How many machines are there, and how many complaints? http://www.breitbart.com/Big-Govern...round-States-Switching-Romney-Votes-For-Obama After complaints from voters in at least six states that their intended votes for Mitt Romney on electronic touchscreen voting machines came up as votes for President Barack Obama, the Republican National Committee (RNC) sent a letter to election officials in six states -- Ohio, Nevada, Kansas, North Carolina, Missouri and Colorado -- asking them to more strictly monitor their electronic voting machines on Election Day. John R. Phillippe, Jr. sent a letter to election officials in those six states and asked them to, among other things, "re-calibrate all voting machines on the morning of Election Day before the polls open, or, if necessary, the day before the election" and "make arrangements for additional technicians on Election Day in case of increased calibration problems." The RNC also asked election officials to "issue guidance requiring polling place officials to prominently post a sign reminding voters to double-check that the voting machine properly recorded their vote before final submission" and another requiring "polling place officials to remind voters to double-check that the voting machine properly recorded their vote before final submission, and to note that poll workers should be notified and can assist in the case of a voting machine error." In North Carolina, an early voter who wanted to vote for Romney saw her vote for him come up as an Obama vote twice before she was able to cast her ballot for Romney. The same thing happened to a voter in Ohio, when Joan Stevens hit Romney's name on her touchscreen only to see Obama's name come up -- twice.
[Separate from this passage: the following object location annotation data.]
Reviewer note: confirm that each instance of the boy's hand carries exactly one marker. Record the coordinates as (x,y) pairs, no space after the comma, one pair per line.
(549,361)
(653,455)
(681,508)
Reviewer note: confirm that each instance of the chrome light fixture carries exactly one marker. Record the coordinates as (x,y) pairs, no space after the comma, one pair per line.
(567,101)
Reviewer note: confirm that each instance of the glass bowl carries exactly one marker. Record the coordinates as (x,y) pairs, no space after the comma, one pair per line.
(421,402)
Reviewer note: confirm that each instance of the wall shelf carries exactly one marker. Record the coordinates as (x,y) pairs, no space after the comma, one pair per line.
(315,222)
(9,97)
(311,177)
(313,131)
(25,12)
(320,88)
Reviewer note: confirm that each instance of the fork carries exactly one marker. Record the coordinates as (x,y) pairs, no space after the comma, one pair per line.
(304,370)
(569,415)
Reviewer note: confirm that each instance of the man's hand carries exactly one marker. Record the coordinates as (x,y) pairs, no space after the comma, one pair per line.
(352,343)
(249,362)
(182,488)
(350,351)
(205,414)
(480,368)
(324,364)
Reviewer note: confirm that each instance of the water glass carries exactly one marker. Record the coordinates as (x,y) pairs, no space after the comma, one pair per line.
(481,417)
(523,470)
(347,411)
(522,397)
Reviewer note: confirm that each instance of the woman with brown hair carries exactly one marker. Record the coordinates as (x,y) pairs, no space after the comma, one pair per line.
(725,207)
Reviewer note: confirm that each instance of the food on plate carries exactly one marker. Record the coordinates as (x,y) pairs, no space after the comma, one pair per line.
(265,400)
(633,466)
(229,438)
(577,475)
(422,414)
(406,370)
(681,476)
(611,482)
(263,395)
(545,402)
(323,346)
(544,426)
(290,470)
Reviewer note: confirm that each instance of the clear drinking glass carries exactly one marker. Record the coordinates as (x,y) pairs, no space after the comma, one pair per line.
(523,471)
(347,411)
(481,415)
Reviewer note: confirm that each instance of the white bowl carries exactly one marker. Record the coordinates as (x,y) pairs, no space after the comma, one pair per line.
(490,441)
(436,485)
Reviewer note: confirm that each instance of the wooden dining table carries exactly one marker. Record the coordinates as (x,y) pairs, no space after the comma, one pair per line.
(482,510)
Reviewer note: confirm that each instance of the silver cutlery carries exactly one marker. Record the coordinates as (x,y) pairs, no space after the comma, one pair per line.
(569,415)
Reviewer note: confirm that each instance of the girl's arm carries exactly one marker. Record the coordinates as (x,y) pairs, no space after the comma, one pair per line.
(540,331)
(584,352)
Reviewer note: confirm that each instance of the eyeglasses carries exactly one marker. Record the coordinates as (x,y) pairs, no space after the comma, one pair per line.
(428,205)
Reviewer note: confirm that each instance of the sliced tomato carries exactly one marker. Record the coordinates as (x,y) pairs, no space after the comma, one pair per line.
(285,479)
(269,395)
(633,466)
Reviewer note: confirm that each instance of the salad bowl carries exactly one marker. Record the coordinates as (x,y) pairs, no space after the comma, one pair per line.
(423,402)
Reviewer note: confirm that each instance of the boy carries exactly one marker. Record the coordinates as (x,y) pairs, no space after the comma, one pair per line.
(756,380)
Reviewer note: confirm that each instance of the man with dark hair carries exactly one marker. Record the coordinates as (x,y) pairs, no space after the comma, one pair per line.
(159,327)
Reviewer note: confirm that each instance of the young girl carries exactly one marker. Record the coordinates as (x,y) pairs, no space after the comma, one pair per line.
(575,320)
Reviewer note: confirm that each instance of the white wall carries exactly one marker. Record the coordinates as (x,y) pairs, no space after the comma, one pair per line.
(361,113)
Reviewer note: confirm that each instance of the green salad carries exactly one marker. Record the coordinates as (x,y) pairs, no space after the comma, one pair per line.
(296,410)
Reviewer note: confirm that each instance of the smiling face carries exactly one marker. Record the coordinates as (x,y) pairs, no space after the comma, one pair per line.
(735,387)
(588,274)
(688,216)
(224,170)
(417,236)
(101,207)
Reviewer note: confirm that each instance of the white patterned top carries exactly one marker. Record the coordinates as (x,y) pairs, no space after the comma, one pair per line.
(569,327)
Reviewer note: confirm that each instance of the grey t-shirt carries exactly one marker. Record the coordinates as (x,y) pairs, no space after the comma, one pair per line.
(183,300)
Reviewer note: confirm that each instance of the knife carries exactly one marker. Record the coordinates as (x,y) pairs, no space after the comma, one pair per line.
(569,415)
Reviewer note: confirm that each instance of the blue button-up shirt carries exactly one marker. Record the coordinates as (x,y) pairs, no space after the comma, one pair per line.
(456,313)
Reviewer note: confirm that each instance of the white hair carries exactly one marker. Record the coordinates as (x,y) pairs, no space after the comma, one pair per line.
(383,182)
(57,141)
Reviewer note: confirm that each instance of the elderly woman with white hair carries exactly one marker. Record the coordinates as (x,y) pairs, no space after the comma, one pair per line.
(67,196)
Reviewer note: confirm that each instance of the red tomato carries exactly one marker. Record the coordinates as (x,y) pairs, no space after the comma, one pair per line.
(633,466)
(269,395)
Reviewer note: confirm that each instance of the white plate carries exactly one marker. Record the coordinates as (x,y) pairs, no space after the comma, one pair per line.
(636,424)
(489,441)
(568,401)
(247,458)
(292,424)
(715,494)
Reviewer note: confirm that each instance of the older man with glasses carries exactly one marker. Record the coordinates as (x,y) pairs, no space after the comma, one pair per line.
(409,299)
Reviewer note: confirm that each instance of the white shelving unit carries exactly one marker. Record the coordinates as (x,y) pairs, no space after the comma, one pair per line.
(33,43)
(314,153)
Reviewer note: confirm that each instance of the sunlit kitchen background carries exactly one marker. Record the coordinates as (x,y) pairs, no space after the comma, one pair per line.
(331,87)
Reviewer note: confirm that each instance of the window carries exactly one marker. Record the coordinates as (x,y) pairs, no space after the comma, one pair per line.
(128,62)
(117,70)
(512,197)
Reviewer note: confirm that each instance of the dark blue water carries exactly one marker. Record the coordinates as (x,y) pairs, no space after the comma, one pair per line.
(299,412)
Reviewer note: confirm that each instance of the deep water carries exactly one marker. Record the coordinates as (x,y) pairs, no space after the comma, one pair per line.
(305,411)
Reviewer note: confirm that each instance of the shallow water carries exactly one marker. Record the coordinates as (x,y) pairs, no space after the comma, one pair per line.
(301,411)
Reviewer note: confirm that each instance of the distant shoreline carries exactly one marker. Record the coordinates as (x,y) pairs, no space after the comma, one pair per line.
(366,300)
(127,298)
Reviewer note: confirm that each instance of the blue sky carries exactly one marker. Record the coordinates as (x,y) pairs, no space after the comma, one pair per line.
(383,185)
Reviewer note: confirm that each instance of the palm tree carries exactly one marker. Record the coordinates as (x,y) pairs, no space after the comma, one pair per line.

More from the above article: Barbara Simons, an expert on electronic voting who is on the Board of Advisors of the U.S. Election Commission, said "vote jumping complaints have arisen in every election that uses touch-screen voting machines, with the complaints going both ways." She said vote-jumping can occur "when a machine goes out of calibration" and the "need to re-calibrate frequently is an important reason for discarding these aging, unreliable, and inaccurate machines and replacing them with paper ballots." Election officials have insisted that it is "nearly technically impossible" to preconfigure electronic voting machines but conceded that faulty and old touchscreen voting machines were more likely to erroneously record someone's vote, especially if the machines have not been re-calibrated.
Wait, it's nearly technically impossible to have you select one choice, and register as another? Gimme a break. Seems awfully easy to do. Not at all saying that is what is happening. And if those machines are that faulty, seems like a great time to do away with them.
They're not faulty. They need to be calibrated. If you don't understand it... http://www.brighthub.com/electronics/gizmos-gadgets/articles/82196.aspx Basically, when you press with your finger, an uncalibrated machine can think you pressed somewhere else on the screen. It should be consistent for the most part. Like it's always registering inches below (or above) where you press. Or left/right, or both.
They're not hacked. EDIT - if they were going to hack the machines, they wouldn't make it so obvious by providing a visual clue.
didnt say they were and yes i agree with you, if someone hacked machines, it would be untraceable and impossible to verify
Sure. You run a setup program that says "touch the upper left corner of this square (it rendered on the screen)", then "touch the upper right" and so on.
exactly you are coming across as if there is a ghost in the machine, when in fact this is simple human interference, and quite possibly malicious
So what do you think faulty means? The position of the finger is detected by hardware and processed by software. If the hardware is faulty, the software will not be processing proper coordinates. If the picture tube is broken, you won't see anything on the screen. That's faulty. Democrats complained the punch card machines in 2000 florida were faulty because they filled up with chads and resisted people poking holes in the cards.
I don't suggest it's a ghost in the machine. Physically moving the machine from storage to the polling place can knock it out of whack. Or dropping something on the touch screen. If it's malicious, then it's the poll workers doing it, which would be a scandal that Rachel Maddow would explain away if it hurt republicans.
All paper ballots in Indiana. I was in and out in less than 5 mins. That douche Mourdock better not win.
Paper in Tampa, FL. Mrs. FromWA and I took the kids on a field trip to the polling place a few blocks away and then walked back down the riverwalk. No lines. We were asked for picture ID with signature, and signed on the pre-printed sheet that had our names and addresses.